A. I did not, and desire to state to the following reason. Senator Browning from Illinois, whom I know, was to apply to the President for a permit for me to return south without taking the Oath of Allegiance, in order that I might not impair my influence which I wished to exert in pacifying the country and restoring peace.
The interrogation was terminated and Ficklin moved to more comfortable accommodations than those afforded Mary and Anna Surratt, who festered in a filthy cell despite being innocent of anything other than being Southern sympathizers. You see, the mere mention of the word “senator” carried enough clout to cause any police officer to tread carefully, lest he annoy the powers-that-be.
Needless to say, Ficklin would not make an appearance at the conspiracy trial. On May 25, a letter arrived from former Senator Orville H. Browning (who had been a close friend of Lincoln’s) requesting Ficklin be released. Browning “was thoroughly satisfied Mr. Ficklin had no knowledge or participation in the atrocious act” and “prayed” for his discharge. The sole reason for his being in Washington, according to Browning, was to deliver a confidential message regarding a cotton deal from a lady in Lexington, Kentucky.
Before the assassination, Mary Todd Lincoln’s sister, widow of a Confederate General, had appealed to Mary for help salvaging a few thousand dollars worth of cotton. Trading in cotton during the war was perfectly legal and a booming business, as the North needed cotton, you just had to obtain proper documentation and pay duties involved no doubt. The President reportedly gave a pass to retired General James W. Singleton for allowing this small shipment of cotton belonging to his sister-in-law to come north to market.

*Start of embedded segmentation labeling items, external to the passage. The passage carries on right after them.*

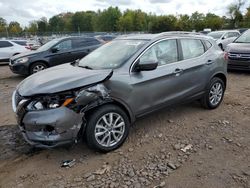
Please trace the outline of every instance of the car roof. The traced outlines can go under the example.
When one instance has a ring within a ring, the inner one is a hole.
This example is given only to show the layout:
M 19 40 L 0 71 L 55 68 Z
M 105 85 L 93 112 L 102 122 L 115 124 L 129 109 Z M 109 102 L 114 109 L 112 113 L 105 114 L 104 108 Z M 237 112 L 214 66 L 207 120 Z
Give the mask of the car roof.
M 117 37 L 115 40 L 158 40 L 164 38 L 203 38 L 210 39 L 210 37 L 203 35 L 201 33 L 195 32 L 182 32 L 182 31 L 172 31 L 172 32 L 163 32 L 158 34 L 129 34 L 129 35 L 121 35 Z

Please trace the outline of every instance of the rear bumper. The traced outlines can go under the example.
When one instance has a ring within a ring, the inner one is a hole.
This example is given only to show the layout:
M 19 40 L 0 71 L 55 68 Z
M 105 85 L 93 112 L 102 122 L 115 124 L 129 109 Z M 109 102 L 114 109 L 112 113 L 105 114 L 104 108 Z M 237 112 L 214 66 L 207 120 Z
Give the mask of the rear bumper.
M 9 62 L 10 70 L 15 74 L 29 75 L 29 67 L 25 64 L 14 64 L 11 60 Z
M 228 69 L 231 70 L 250 70 L 250 61 L 228 60 Z

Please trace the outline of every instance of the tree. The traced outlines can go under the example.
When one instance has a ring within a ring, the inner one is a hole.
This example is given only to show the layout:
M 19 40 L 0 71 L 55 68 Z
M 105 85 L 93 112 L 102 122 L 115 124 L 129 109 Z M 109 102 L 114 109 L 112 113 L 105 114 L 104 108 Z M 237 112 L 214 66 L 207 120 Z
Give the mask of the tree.
M 118 31 L 118 21 L 122 13 L 118 7 L 109 7 L 102 12 L 98 10 L 94 19 L 95 31 Z
M 29 23 L 29 26 L 26 30 L 27 32 L 29 32 L 32 35 L 35 35 L 38 31 L 38 27 L 37 27 L 37 22 L 36 21 L 31 21 Z
M 76 12 L 72 16 L 72 27 L 74 31 L 93 31 L 93 18 L 96 13 L 93 11 Z
M 228 6 L 228 14 L 231 17 L 231 26 L 237 28 L 239 23 L 243 20 L 241 8 L 245 5 L 245 0 L 237 0 Z
M 205 28 L 205 16 L 202 13 L 194 12 L 191 17 L 191 29 L 196 31 L 202 31 Z
M 18 22 L 10 22 L 8 30 L 11 34 L 20 34 L 22 32 L 22 28 Z
M 48 31 L 48 21 L 46 17 L 42 17 L 37 21 L 38 32 L 44 33 Z
M 215 14 L 207 13 L 205 17 L 205 27 L 212 30 L 219 30 L 223 27 L 223 19 Z
M 6 32 L 7 22 L 0 17 L 0 32 Z

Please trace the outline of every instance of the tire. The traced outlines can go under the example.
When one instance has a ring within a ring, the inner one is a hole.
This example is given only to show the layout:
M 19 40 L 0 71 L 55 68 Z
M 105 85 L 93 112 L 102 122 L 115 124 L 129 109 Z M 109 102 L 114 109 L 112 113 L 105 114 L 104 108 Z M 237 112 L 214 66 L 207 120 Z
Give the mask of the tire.
M 30 74 L 37 73 L 37 72 L 42 71 L 46 68 L 48 68 L 48 66 L 43 62 L 33 63 L 30 67 Z
M 222 44 L 219 44 L 218 46 L 221 48 L 222 51 L 224 51 Z
M 112 119 L 110 119 L 110 114 L 112 114 Z M 110 120 L 113 120 L 112 125 L 108 125 Z M 124 143 L 128 136 L 129 128 L 130 122 L 127 114 L 120 107 L 108 104 L 91 112 L 87 118 L 84 135 L 91 149 L 109 152 L 117 149 Z
M 218 88 L 218 92 L 215 91 L 216 88 Z M 201 99 L 202 106 L 206 109 L 217 108 L 223 100 L 224 93 L 225 93 L 225 83 L 220 78 L 214 77 L 210 81 L 208 89 L 206 90 L 205 95 Z

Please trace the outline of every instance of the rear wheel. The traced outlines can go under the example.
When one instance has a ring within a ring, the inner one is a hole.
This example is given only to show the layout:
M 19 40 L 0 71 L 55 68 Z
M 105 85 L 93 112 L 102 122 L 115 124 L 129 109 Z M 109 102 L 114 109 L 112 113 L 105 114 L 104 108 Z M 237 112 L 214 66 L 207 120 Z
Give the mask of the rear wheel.
M 42 62 L 34 63 L 30 67 L 30 74 L 37 73 L 37 72 L 42 71 L 46 68 L 47 68 L 47 65 L 45 63 L 42 63 Z
M 207 109 L 217 108 L 223 100 L 225 83 L 218 77 L 210 81 L 208 90 L 201 99 L 202 105 Z
M 127 114 L 116 105 L 104 105 L 87 119 L 85 136 L 90 148 L 109 152 L 120 147 L 129 133 Z

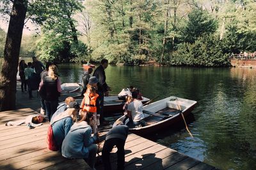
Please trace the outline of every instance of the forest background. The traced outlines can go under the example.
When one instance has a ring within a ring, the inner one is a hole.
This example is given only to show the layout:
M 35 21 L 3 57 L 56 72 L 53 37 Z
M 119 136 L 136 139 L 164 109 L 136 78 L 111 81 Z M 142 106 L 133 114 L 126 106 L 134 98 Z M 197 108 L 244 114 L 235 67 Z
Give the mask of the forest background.
M 227 66 L 231 53 L 256 51 L 255 1 L 29 3 L 26 22 L 33 26 L 24 24 L 31 33 L 22 36 L 22 57 L 59 62 L 106 58 L 125 65 L 154 60 L 172 66 Z M 8 12 L 1 13 L 8 22 Z M 6 35 L 0 29 L 0 56 Z

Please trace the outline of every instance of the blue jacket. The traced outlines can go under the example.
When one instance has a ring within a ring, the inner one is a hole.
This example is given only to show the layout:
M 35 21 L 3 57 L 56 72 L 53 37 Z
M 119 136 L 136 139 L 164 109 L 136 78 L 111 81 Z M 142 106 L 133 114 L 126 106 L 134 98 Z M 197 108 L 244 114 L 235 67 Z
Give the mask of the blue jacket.
M 85 122 L 74 123 L 62 144 L 62 156 L 66 158 L 88 158 L 87 148 L 95 141 L 91 137 L 92 128 Z
M 52 124 L 54 118 L 56 116 L 60 115 L 60 113 L 61 113 L 62 112 L 65 111 L 67 108 L 68 108 L 67 107 L 67 104 L 65 103 L 61 103 L 59 106 L 58 106 L 57 110 L 55 111 L 54 114 L 53 114 L 53 115 L 51 118 L 51 124 Z
M 59 150 L 61 149 L 62 142 L 72 124 L 72 118 L 70 117 L 68 117 L 54 122 L 52 125 L 53 136 Z

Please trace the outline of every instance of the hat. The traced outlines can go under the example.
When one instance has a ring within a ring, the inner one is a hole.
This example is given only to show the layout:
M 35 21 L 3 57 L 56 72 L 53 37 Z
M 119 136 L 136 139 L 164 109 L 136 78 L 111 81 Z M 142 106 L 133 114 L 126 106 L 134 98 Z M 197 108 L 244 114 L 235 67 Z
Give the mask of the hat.
M 79 105 L 76 101 L 72 101 L 68 104 L 69 108 L 80 109 Z
M 92 85 L 95 83 L 99 83 L 99 80 L 97 77 L 95 76 L 92 76 L 89 79 L 89 84 Z

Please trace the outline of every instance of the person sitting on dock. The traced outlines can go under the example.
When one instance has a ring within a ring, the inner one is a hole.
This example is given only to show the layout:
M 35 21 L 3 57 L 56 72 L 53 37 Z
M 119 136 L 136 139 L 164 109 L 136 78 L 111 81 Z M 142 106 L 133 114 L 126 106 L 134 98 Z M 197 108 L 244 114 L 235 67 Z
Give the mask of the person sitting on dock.
M 90 74 L 92 74 L 93 70 L 93 69 L 92 67 L 90 67 L 88 69 L 87 71 L 84 71 L 83 73 L 82 83 L 81 83 L 83 87 L 82 94 L 81 94 L 82 96 L 84 96 L 84 94 L 86 92 L 87 85 L 89 83 L 89 79 L 91 77 Z
M 84 159 L 93 169 L 96 160 L 99 141 L 97 134 L 92 135 L 92 128 L 88 125 L 90 119 L 87 112 L 82 111 L 81 120 L 71 127 L 62 144 L 62 156 L 67 159 Z
M 109 153 L 113 148 L 117 148 L 117 169 L 124 169 L 124 145 L 128 136 L 129 127 L 119 121 L 108 132 L 106 141 L 103 146 L 102 159 L 105 169 L 111 170 Z
M 125 124 L 126 120 L 128 118 L 129 119 L 129 121 L 132 122 L 132 120 L 131 118 L 129 118 L 127 116 L 127 108 L 128 108 L 128 104 L 131 103 L 133 101 L 133 99 L 131 96 L 127 96 L 126 97 L 126 102 L 124 104 L 123 106 L 123 110 L 124 110 L 124 115 L 125 116 L 125 118 L 124 119 L 123 123 Z
M 87 85 L 87 90 L 84 96 L 81 103 L 81 112 L 87 112 L 93 115 L 89 124 L 92 127 L 93 134 L 96 134 L 98 131 L 98 125 L 100 124 L 100 115 L 97 114 L 99 109 L 99 94 L 96 93 L 96 88 L 90 84 Z
M 73 125 L 73 122 L 77 119 L 79 109 L 79 105 L 77 102 L 70 102 L 67 110 L 52 118 L 51 125 L 52 127 L 53 135 L 58 148 L 61 148 L 64 138 Z
M 64 103 L 61 103 L 59 106 L 58 106 L 56 111 L 55 111 L 54 114 L 53 114 L 53 115 L 52 116 L 51 124 L 52 124 L 53 119 L 56 116 L 60 115 L 60 113 L 67 110 L 68 108 L 70 108 L 69 104 L 73 101 L 76 101 L 75 99 L 74 99 L 72 97 L 68 97 L 66 98 L 66 99 L 65 99 Z
M 132 119 L 135 126 L 143 125 L 141 120 L 144 118 L 143 111 L 143 104 L 138 99 L 138 92 L 132 92 L 133 101 L 128 104 L 127 116 Z

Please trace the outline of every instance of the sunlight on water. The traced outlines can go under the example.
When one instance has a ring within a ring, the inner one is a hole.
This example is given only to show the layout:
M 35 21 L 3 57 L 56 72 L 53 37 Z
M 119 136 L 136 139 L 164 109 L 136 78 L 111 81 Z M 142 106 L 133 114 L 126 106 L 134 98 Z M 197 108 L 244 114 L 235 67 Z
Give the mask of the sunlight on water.
M 58 67 L 63 83 L 80 81 L 81 65 Z M 106 74 L 112 94 L 132 85 L 149 98 L 198 102 L 193 138 L 184 128 L 164 129 L 152 134 L 157 142 L 222 169 L 256 169 L 255 69 L 109 66 Z

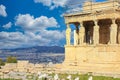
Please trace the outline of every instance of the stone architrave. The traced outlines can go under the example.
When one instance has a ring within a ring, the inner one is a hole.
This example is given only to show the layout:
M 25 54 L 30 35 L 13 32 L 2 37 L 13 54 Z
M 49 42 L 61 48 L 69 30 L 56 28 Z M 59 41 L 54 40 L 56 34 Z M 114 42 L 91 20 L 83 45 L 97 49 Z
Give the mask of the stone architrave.
M 81 24 L 80 30 L 79 30 L 79 44 L 80 45 L 83 45 L 84 37 L 85 37 L 85 28 L 84 28 L 83 24 Z
M 115 23 L 115 19 L 112 20 L 112 25 L 110 27 L 110 43 L 116 44 L 117 39 L 117 24 Z
M 67 29 L 66 29 L 66 45 L 70 45 L 70 40 L 71 40 L 71 29 L 69 24 L 67 24 Z
M 97 21 L 94 21 L 95 26 L 94 26 L 94 34 L 93 34 L 93 41 L 94 44 L 99 44 L 99 26 L 97 24 Z

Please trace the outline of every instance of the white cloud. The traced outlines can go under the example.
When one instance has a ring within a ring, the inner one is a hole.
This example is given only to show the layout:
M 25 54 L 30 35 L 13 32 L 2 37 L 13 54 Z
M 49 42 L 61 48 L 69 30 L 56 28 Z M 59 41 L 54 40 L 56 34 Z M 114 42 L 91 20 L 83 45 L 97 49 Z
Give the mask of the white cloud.
M 6 7 L 4 5 L 0 5 L 0 16 L 6 17 Z
M 5 29 L 9 29 L 9 28 L 11 28 L 11 26 L 12 26 L 12 23 L 8 22 L 7 24 L 3 25 L 2 27 Z
M 56 27 L 58 25 L 55 18 L 48 18 L 46 16 L 41 16 L 34 18 L 30 14 L 19 14 L 16 16 L 15 25 L 21 26 L 24 30 L 27 31 L 40 31 L 41 29 L 46 29 L 48 27 Z
M 45 6 L 50 7 L 50 9 L 54 9 L 57 7 L 65 6 L 67 0 L 34 0 L 35 3 L 42 3 Z
M 43 3 L 45 6 L 51 6 L 52 0 L 34 0 L 35 3 Z
M 34 0 L 35 3 L 42 3 L 44 6 L 48 6 L 51 10 L 57 7 L 73 7 L 82 5 L 85 1 L 91 0 Z M 96 0 L 92 0 L 96 1 Z
M 30 14 L 19 14 L 15 20 L 15 25 L 24 29 L 24 32 L 0 32 L 0 48 L 58 45 L 65 38 L 64 31 L 47 30 L 49 27 L 57 28 L 54 17 L 34 18 Z

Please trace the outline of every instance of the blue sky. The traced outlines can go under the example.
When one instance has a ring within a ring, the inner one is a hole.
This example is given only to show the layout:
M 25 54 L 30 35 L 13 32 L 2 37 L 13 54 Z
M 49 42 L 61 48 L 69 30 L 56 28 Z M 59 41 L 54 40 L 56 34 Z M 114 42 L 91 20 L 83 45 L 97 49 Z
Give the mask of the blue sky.
M 64 46 L 63 13 L 84 0 L 0 0 L 0 49 Z M 99 2 L 103 0 L 97 0 Z

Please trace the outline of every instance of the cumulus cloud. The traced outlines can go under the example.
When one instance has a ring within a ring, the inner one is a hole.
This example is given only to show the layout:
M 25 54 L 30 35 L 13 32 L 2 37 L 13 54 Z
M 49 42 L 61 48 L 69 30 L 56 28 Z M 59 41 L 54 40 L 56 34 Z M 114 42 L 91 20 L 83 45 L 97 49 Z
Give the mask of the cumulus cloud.
M 35 3 L 42 3 L 44 6 L 50 7 L 50 9 L 54 9 L 57 7 L 65 6 L 67 0 L 34 0 Z
M 58 23 L 55 18 L 48 18 L 46 16 L 41 16 L 34 18 L 30 14 L 19 14 L 16 16 L 16 26 L 21 26 L 24 30 L 27 31 L 40 31 L 41 29 L 46 29 L 48 27 L 57 27 Z
M 8 22 L 7 24 L 3 25 L 2 27 L 5 29 L 9 29 L 9 28 L 11 28 L 11 26 L 12 26 L 12 23 Z
M 6 7 L 4 5 L 0 5 L 0 16 L 6 17 Z
M 15 25 L 24 29 L 24 32 L 0 32 L 0 48 L 58 45 L 65 38 L 64 31 L 47 29 L 57 28 L 54 17 L 35 18 L 30 14 L 19 14 L 15 17 Z

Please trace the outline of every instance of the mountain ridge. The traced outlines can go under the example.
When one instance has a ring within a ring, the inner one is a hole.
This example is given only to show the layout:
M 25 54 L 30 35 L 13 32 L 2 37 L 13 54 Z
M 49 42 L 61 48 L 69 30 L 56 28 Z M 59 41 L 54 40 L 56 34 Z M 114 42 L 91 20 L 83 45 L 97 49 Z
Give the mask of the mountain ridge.
M 9 52 L 32 52 L 32 53 L 64 53 L 64 47 L 60 46 L 34 46 L 28 48 L 16 48 L 16 49 L 1 49 L 2 51 Z

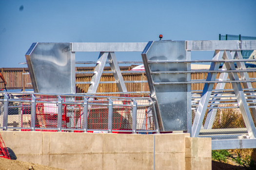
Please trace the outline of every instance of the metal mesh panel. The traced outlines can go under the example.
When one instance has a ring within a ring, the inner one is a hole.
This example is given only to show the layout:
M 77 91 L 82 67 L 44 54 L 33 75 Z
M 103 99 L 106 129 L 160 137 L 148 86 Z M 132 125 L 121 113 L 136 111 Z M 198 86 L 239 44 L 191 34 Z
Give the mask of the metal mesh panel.
M 94 98 L 89 99 L 89 103 L 108 104 L 107 98 Z M 88 129 L 107 129 L 108 108 L 102 105 L 88 105 Z
M 23 95 L 23 100 L 31 101 L 30 95 Z M 30 102 L 22 102 L 21 113 L 21 127 L 30 127 L 31 124 L 31 104 Z
M 79 105 L 65 106 L 62 111 L 62 127 L 81 129 L 82 119 L 82 109 Z
M 0 127 L 3 126 L 3 102 L 0 102 Z
M 57 102 L 56 96 L 36 96 L 37 101 Z M 36 105 L 36 127 L 56 128 L 57 127 L 58 106 L 56 103 L 37 103 Z
M 151 108 L 148 105 L 147 99 L 137 99 L 138 105 L 148 105 L 139 106 L 137 108 L 137 130 L 155 130 L 155 126 Z
M 131 104 L 130 99 L 113 99 L 113 104 Z M 131 106 L 114 106 L 113 130 L 132 130 L 133 118 Z

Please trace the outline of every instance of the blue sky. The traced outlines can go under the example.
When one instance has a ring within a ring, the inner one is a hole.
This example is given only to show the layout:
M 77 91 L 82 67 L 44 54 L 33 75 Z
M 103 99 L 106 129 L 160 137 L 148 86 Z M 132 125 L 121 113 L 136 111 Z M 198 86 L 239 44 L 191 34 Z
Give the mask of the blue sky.
M 160 34 L 173 40 L 256 36 L 256 9 L 255 0 L 0 0 L 0 68 L 27 67 L 19 63 L 36 42 L 148 42 Z M 213 51 L 192 54 L 210 59 Z M 139 52 L 116 55 L 118 60 L 142 60 Z M 98 55 L 79 53 L 76 61 Z

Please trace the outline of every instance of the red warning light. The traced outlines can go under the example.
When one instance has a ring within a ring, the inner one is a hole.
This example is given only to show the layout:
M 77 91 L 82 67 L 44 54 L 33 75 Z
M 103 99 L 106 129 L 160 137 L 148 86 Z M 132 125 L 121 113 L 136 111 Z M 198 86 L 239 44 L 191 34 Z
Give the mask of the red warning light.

However, Singleton and Browning soon arrived at the White House with a list of contracts totaling $7 million, which they planned to pay for entirely with greenbacks, thus supporting the war effort. Lincoln gave them permission for the deal, but when a wagon train with $7 million worth of cotton and other supplies began assembling, that shipment was so alarmingly huge it attracted unwanted attention from Congress and was halted, ending Browning and Singleton’s bid to become instant millionaires. But like the $3 trillion announced missing from the Pentagon on 9/10 by Donald Rumsfeld, the entire episode soon disappeared in the snow.
I only add this to show the size of graft involved during the Civil War and immense fortunes realized by those who could dance through raindrops and make deals at the highest levels. Since the retired General had been a commander during the Mormon War, he and Ficklin were no doubt well acquainted, and no doubt Ficklin was the important go-between.
Two months before the assassination, John Yates Beall, a Confederate spy and blockade runner had been captured in New York City. Beall’s exploits are far too numerous to detail in this short space, but he’d masterminded a series of successful plots, including the capture and scuttling of Union ships on the Great Lakes and the escape of valuable Confederate officers from prison camps in the North.
His arrest and trial by military tribunal had been kept secret, and only released to the press after his death sentence was announced, provoking an enormous effort to save his life. I am sure Booth read the exploits of his fellow spook with a tinge of envy and dreamed of fomenting a plan on similar levels.
Six Senators (including Browning) and 91 members of Congress signed a petition requesting clemency for Beall, but Lincoln let Beall swing. Many notable private citizens also signed that appeal, including John Wilkes Booth.